Plaintiff contends that his first cause of action is to recover for a liability created by statute and that it is thus governed by the three-year Statute of Limitations period of CPLR 214 (2). The statute which plaintiff contends his first cause of action is based upon is Mental Hygiene Law § 9.15, which *844provides that an "informal patient” shall be free to leave the hospital at any time. When a statute creates a new liability independent of the common law for which no other Statute of Limitations period is prescribed, the applicable period is the three-year period of CPLR 214 (2) (see, Aetna Life & Cas. Co. v Nelson, 67 NY2d 169, 175). In order to come within this provision the statute must be essential to the cause of action (see, Connetquot Cent. School Dist. v Greenport Union Free School Dist., 100 AD2d 923; Sturgis v Sullivan County Harness Racing Assn., 98 AD2d 901, Iv denied 61 NY2d 608). It is the gravamen or essence of the cause of action which is considered in determining the applicable Statute of Limitations (Matter of Paver & Wildfoerster [Catholic High School Assn.] 38 NY2d 669, 674; Connetquot Cent. School Dist. v Greenport Union Free School Dist., supra, at 924).
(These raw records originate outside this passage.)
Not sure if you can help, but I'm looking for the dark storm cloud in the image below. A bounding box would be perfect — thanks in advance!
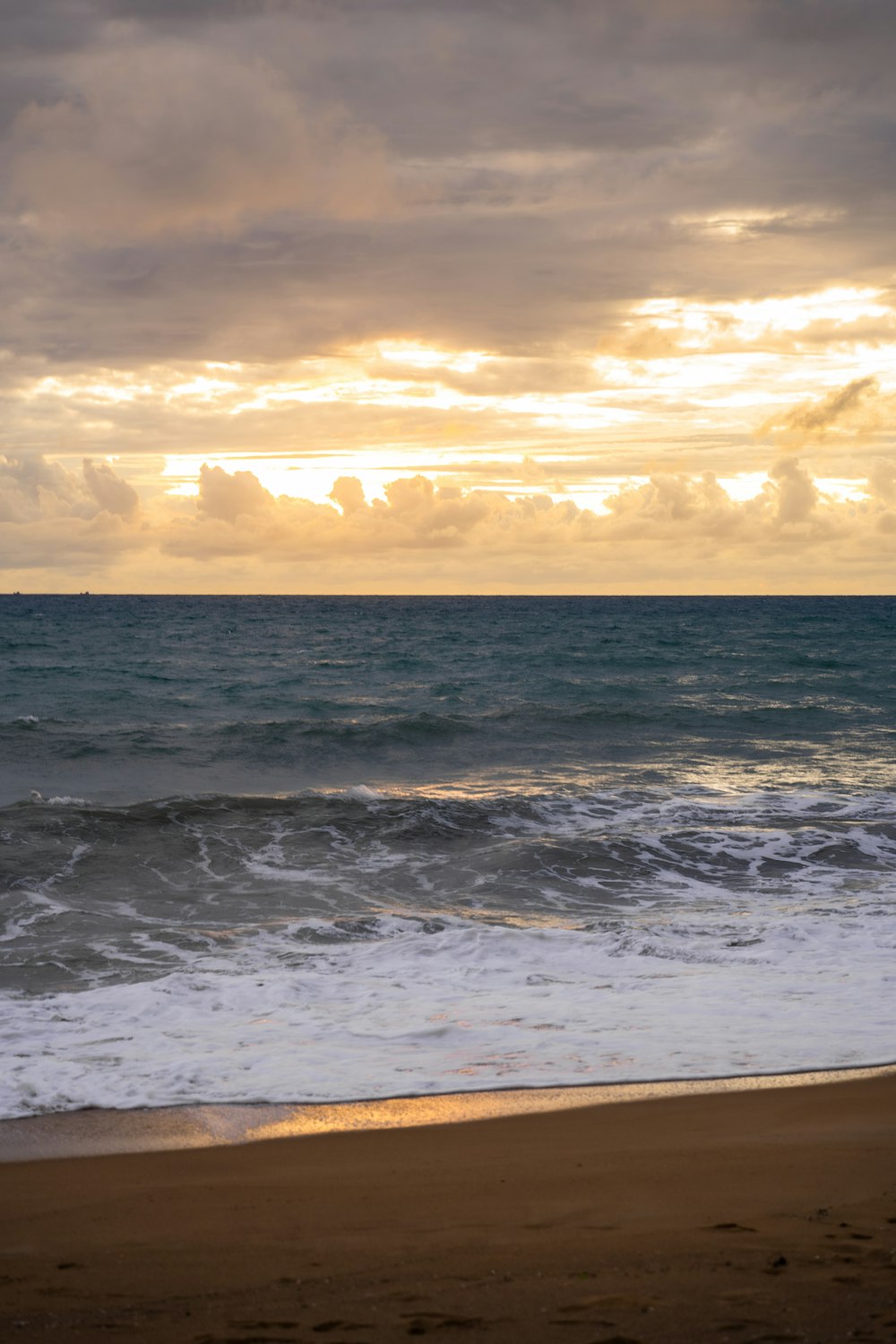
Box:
[0,0,896,363]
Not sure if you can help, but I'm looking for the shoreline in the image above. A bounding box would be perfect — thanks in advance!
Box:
[0,1067,896,1344]
[0,1062,896,1166]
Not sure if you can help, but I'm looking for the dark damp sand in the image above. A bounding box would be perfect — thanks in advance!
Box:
[0,1073,896,1344]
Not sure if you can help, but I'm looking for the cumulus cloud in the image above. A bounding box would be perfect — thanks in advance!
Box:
[0,457,896,591]
[0,453,140,523]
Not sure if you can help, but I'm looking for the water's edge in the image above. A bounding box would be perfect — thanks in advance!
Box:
[0,1061,896,1163]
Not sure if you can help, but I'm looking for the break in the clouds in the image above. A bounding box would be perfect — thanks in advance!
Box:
[0,0,896,591]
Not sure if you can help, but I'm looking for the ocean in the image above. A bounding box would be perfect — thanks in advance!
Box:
[0,596,896,1117]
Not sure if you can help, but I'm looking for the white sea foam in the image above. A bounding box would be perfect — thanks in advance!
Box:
[0,905,896,1117]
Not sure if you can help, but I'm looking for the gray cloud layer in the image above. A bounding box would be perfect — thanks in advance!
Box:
[0,0,896,363]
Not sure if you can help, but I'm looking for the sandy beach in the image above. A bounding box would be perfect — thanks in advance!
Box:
[0,1074,896,1344]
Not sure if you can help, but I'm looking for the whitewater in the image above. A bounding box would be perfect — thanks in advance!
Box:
[0,596,896,1117]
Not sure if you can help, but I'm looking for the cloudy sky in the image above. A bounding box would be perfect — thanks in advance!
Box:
[0,0,896,593]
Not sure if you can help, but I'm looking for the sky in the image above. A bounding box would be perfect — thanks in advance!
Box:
[0,0,896,593]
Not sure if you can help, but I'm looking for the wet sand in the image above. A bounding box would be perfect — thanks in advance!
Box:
[0,1072,896,1344]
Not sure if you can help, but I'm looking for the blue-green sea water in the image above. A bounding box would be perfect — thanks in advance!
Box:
[0,596,896,1116]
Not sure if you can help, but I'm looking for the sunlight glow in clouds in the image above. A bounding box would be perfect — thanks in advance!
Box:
[0,0,896,591]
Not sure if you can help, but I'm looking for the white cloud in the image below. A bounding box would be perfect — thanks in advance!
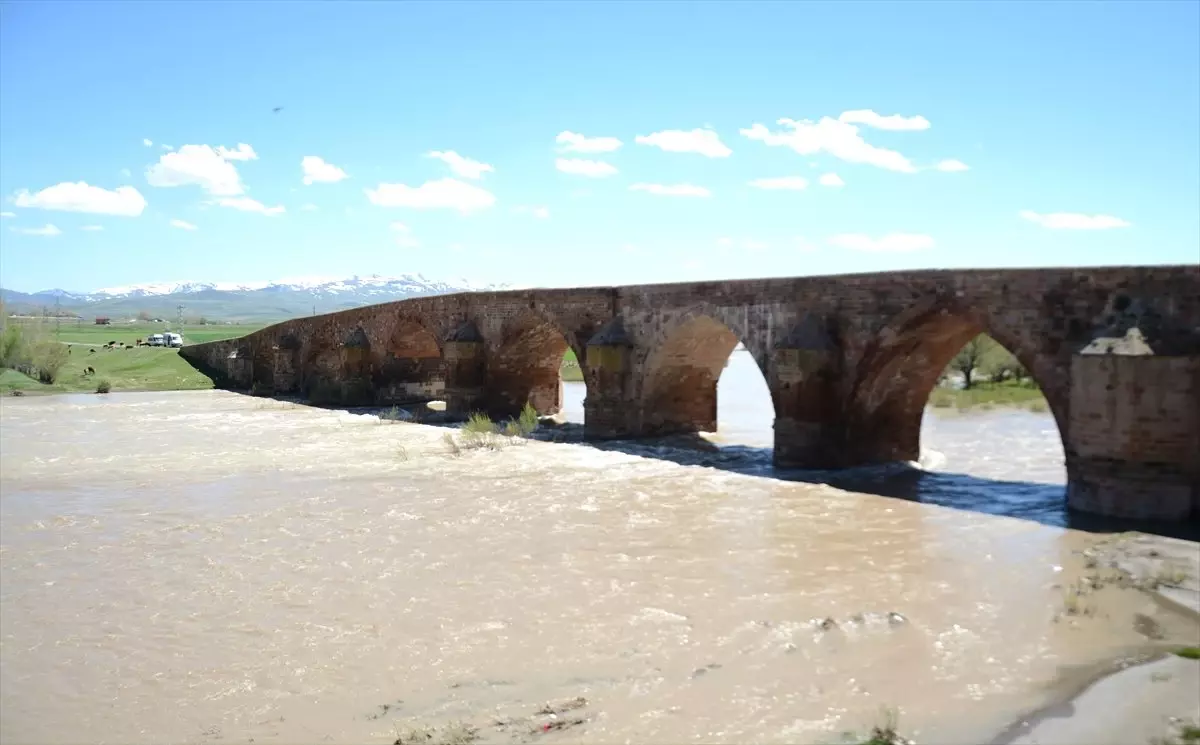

Here, plaintiff’s first cause of action is, in essence, a claim based upon the common-law theory of false imprisonment. Although he is careful not to use that term, the complaint alleges the elements of false imprisonment (see, Broughton v State of New York, 37 NY2d 451, 456-457, cert denied sub. nom. Schanbarger v Kellogg, 423 US 929). Indeed, false imprisonment often forms the basis for claims arising from involuntary confinement in mental institutions (see, e.g., Warner v State of New York, 297 NY 395). Plaintiff’s contention that the only basis for his claim is the provision of Mental Hygiene Law § 9.15 which provides that he could leave at any time is unpersuasive. Accordingly, we conclude that Supreme Court correctly concluded that plaintiff’s first cause of action was time barred.

Orders affirmed, with one bill of costs. Kane, J. P., Casey, Yesawich, Jr., and Harvey, JJ., concur.